ScopusId: 55937730000
HIndex: 17/00
Faculty: Science
Address: Department of Microbiology, School of Biosciences, University of Mazandaran, Babolsar, IRAN
Phone: +98-11-3530-2497

Research

Title
Sandwich-Type Electrochemical Aptasensor for Highly Sensitive and Selective Detection of Pseudomonas Aeruginosa Bacteria Using a Dual Signal Amplification Strategy
Type
JournalPaper
Keywords
Pseudomonas aeruginosa bacteria, Electrochemical aptasensor, Graphitic carbon nitride complex, MIL-101(Cr)/MWCNT
Year
2022
Journal BIOELECTROCHEMISTRY
DOI
Researchers Rokhsareh Abedi ، Jahan Bakhsh Raoof ، Mojtaba Mohseni ، Ayemeh Baghery Hashkavayi

Abstract

An electrochemical aptasensor developed to realize the detection of Pseudomonas aeruginosa (P. aeruginosa) bacteria based on a signal amplification strategy. The carbon screen-printed electrode (CSPE) surface was modified by MIL-101(Cr)/Multi-walled carbon nanotubes (MWCNT), which significantly increased the effective surface area of the electrode, thus resulting in further F23 aptamer immobilization at the surface of the modified electrode.

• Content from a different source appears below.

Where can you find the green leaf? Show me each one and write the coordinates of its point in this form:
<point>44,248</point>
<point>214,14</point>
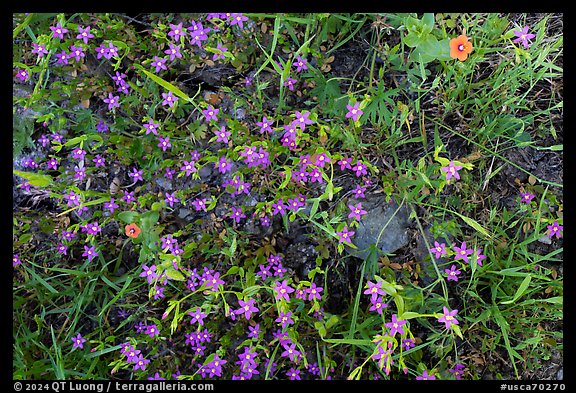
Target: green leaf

As a result, the P. aeruginosa can be efficiently captured onto the surface of the aptasensor. Moreover, aptamer immobilized on the two-dimensional graphitic carbon nitride complex with silver nanoparticles (AgNPs/c-g-C3N4/Apt) was used as an electrochemical signal label, connected to P. aeruginosa bacteria at the modified electrode. This strategy increased the aptamer surface density and the sensitivity for detecting P. aeruginosa. Also, the resultant material was thoroughly characterized using Fourier transform infrared (FT-IR), X-ray diffraction (XRD), thermogravimetric analysis (TGA), field emission scanning electron microscopy (FE-SEM), transmission electron microscopy (TEM), and Brunauer-Emmett-Teller (BET) analysis techniques. A highly sensitive voltammetric aptasensor for P. aeruginosa detection was obtained via this strategy at the limit of detection of 1 Colony-forming unit (CFU)/mL (σ = 3). Therefore, this proposed strategy with dual signal amplification can be a promising platform for simple, practical, reliable, and sensitive method for P. aeruginosa.